Abstract
Renyi divergence is related to Renyi entropy much like Kullback-Leibler divergence is related to Shannon’s entropy, and comes up in many settings. It was introduced by Renyi as a measure of information that satisfies almost the same axioms as Kullback-Leibler divergence, and depends on a parameter that is called its order. In particular, the Renyi divergence of order 1 equals the Kullback-Leibler divergence. We review and extend the most important properties of Renyi divergence and Kullback-Leibler divergence, including convexity, continuity, limits of sigma-algebras and the relation of the special order 0 to the Gaussian dichotomy and contiguity. We also show how to generalize the Pythagorean inequality to orders different from 1, and we extend the known equivalence between channel capacity and minimax redundancy to continuous channel inputs (for all orders) and present several other minimax results.
Summary
This paper is the definitive reference on Renyi divergence, providing a unified and rigorous treatment of its properties for all orders alpha in [0, infinity] on general measurable spaces. It is the primary source for the Renyi divergence properties used throughout the machine unlearning literature, particularly in Koloskova et al. (2025) and Chien et al. (2024).
The paper begins by extending the definition of Renyi divergence from finite alphabets to arbitrary measurable spaces via two equivalent routes: the integral formula and the discretization supremum. For simple orders alpha in (0, infinity) \ {1}, the Renyi divergence of P from Q is:
D_alpha(P || Q) = (1 / (alpha - 1)) * ln(integral of p^alpha * q^(1-alpha) d mu)
where p and q are densities with respect to any common dominating measure mu. The extended orders 0, 1, and infinity are defined by limits: D_1(P || Q) = D(P || Q) (the KL divergence), D_0(P || Q) = -ln Q(p > 0), and D_infinity(P || Q) = ln ess sup (p/q).

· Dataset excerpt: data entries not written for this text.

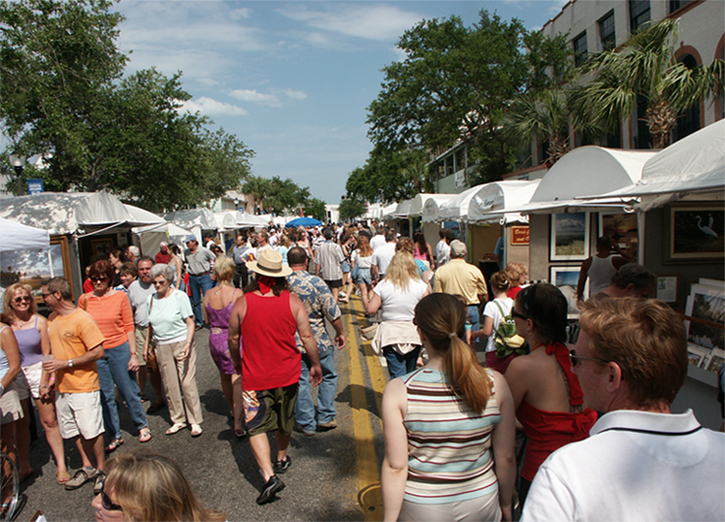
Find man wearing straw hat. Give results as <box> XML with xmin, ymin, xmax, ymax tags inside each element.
<box><xmin>229</xmin><ymin>249</ymin><xmax>322</xmax><ymax>504</ymax></box>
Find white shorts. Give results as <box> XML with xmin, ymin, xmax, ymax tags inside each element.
<box><xmin>0</xmin><ymin>382</ymin><xmax>23</xmax><ymax>424</ymax></box>
<box><xmin>55</xmin><ymin>390</ymin><xmax>104</xmax><ymax>440</ymax></box>
<box><xmin>15</xmin><ymin>362</ymin><xmax>43</xmax><ymax>401</ymax></box>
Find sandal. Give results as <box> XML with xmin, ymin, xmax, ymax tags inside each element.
<box><xmin>166</xmin><ymin>422</ymin><xmax>186</xmax><ymax>435</ymax></box>
<box><xmin>138</xmin><ymin>427</ymin><xmax>151</xmax><ymax>442</ymax></box>
<box><xmin>55</xmin><ymin>471</ymin><xmax>70</xmax><ymax>486</ymax></box>
<box><xmin>106</xmin><ymin>439</ymin><xmax>123</xmax><ymax>453</ymax></box>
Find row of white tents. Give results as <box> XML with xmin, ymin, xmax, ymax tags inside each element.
<box><xmin>386</xmin><ymin>120</ymin><xmax>725</xmax><ymax>225</ymax></box>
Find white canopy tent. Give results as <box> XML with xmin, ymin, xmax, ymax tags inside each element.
<box><xmin>0</xmin><ymin>218</ymin><xmax>50</xmax><ymax>252</ymax></box>
<box><xmin>468</xmin><ymin>179</ymin><xmax>541</xmax><ymax>224</ymax></box>
<box><xmin>0</xmin><ymin>192</ymin><xmax>163</xmax><ymax>237</ymax></box>
<box><xmin>413</xmin><ymin>194</ymin><xmax>458</xmax><ymax>223</ymax></box>
<box><xmin>500</xmin><ymin>146</ymin><xmax>656</xmax><ymax>214</ymax></box>
<box><xmin>580</xmin><ymin>120</ymin><xmax>725</xmax><ymax>211</ymax></box>
<box><xmin>132</xmin><ymin>221</ymin><xmax>191</xmax><ymax>255</ymax></box>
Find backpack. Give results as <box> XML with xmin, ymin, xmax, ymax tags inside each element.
<box><xmin>494</xmin><ymin>300</ymin><xmax>529</xmax><ymax>359</ymax></box>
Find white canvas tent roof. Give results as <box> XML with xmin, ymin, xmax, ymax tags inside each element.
<box><xmin>422</xmin><ymin>194</ymin><xmax>458</xmax><ymax>223</ymax></box>
<box><xmin>509</xmin><ymin>145</ymin><xmax>656</xmax><ymax>214</ymax></box>
<box><xmin>468</xmin><ymin>179</ymin><xmax>541</xmax><ymax>224</ymax></box>
<box><xmin>583</xmin><ymin>120</ymin><xmax>725</xmax><ymax>211</ymax></box>
<box><xmin>0</xmin><ymin>218</ymin><xmax>50</xmax><ymax>252</ymax></box>
<box><xmin>0</xmin><ymin>192</ymin><xmax>163</xmax><ymax>235</ymax></box>
<box><xmin>164</xmin><ymin>208</ymin><xmax>217</xmax><ymax>230</ymax></box>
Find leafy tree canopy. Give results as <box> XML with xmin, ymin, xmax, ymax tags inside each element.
<box><xmin>574</xmin><ymin>19</ymin><xmax>725</xmax><ymax>148</ymax></box>
<box><xmin>345</xmin><ymin>147</ymin><xmax>430</xmax><ymax>203</ymax></box>
<box><xmin>338</xmin><ymin>195</ymin><xmax>368</xmax><ymax>221</ymax></box>
<box><xmin>367</xmin><ymin>10</ymin><xmax>571</xmax><ymax>181</ymax></box>
<box><xmin>0</xmin><ymin>0</ymin><xmax>254</xmax><ymax>211</ymax></box>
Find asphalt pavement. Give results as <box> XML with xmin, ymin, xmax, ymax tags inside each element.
<box><xmin>17</xmin><ymin>298</ymin><xmax>387</xmax><ymax>522</ymax></box>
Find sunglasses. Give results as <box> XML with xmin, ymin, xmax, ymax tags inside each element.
<box><xmin>101</xmin><ymin>482</ymin><xmax>123</xmax><ymax>511</ymax></box>
<box><xmin>569</xmin><ymin>350</ymin><xmax>612</xmax><ymax>368</ymax></box>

Key properties established include: Renyi divergence is nondecreasing in alpha (Theorem 3), nonnegative for all orders (Theorem 8), and satisfies the data processing inequality for Renyi divergence for all orders alpha in [0, infinity] (Theorems 1 and 9). The paper proves joint convexity of D_alpha in (P, Q) for alpha in [0, 1] (Theorem 11), convexity in Q for all alpha in [0, infinity] (Theorem 12), and joint quasi-convexity for all alpha (Theorem 13). The skew symmetry relation D_alpha(P || Q) = (alpha / (1 - alpha)) * D_{1-alpha}(Q || P) for alpha in (0, 1) (Proposition 2) connects different orders.
For Gaussian distributions, the Renyi divergence between N(mu_0, sigma_0^2) and N(mu_1, sigma_1^2) has the explicit formula: D_alpha = alpha * (mu_1 - mu_0)^2 / (2 * sigma_alpha^2) + (1 / (1 - alpha)) * ln(sigma_alpha / (sigma_0^{1-alpha} * sigma_1^alpha)), where sigma_alpha^2 = (1 - alpha) * sigma_0^2 + alpha * sigma_1^2 (eq. 10).
The Pythagorean inequality is generalized from KL divergence to all alpha in (0, infinity) (Theorem 14): for any alpha-convex set P and the alpha-information projection P*, D_alpha(P || Q) >= D_alpha(P || P*) + D_alpha(P* || Q).
The paper also establishes Pinsker’s inequality generalized to all orders alpha in (0, 1]: (alpha / 2) * V^2(P, Q) ⇐ D_alpha(P || Q), and the relation between Renyi divergence and Chernoff information (Theorem 30, 32).
Relevance to Koloskova et al. (2025)
This paper provides the theoretical foundations for the Renyi divergence tools used in Koloskova et al.’s unlearning analysis:
-
Lemma A.7 (Koloskova) uses the data processing inequality for Renyi divergence (Theorem 9 here): D_alpha(P_{Y} || Q_{Y}) ⇐ D_alpha(P_X || Q_X) when Y is obtained by processing X through a Markov kernel. This is applied to show that each noisy SGD iteration does not increase the Renyi divergence between adjacent model distributions.
-
The Renyi divergence and KL relationship (Theorem 5 here, D_1 = KL divergence) underpins the conversion from Renyi divergence bounds to (epsilon, delta)-DP guarantees via standard RDP-to-DP conversion.
-
The Gaussian Renyi divergence formula (eq. 10) is used when analyzing the noise addition steps in the gradient clipping algorithm.
-
The Renyi unlearning definition used in Chien et al. (2024) and related works is built directly on the Renyi divergence as defined here.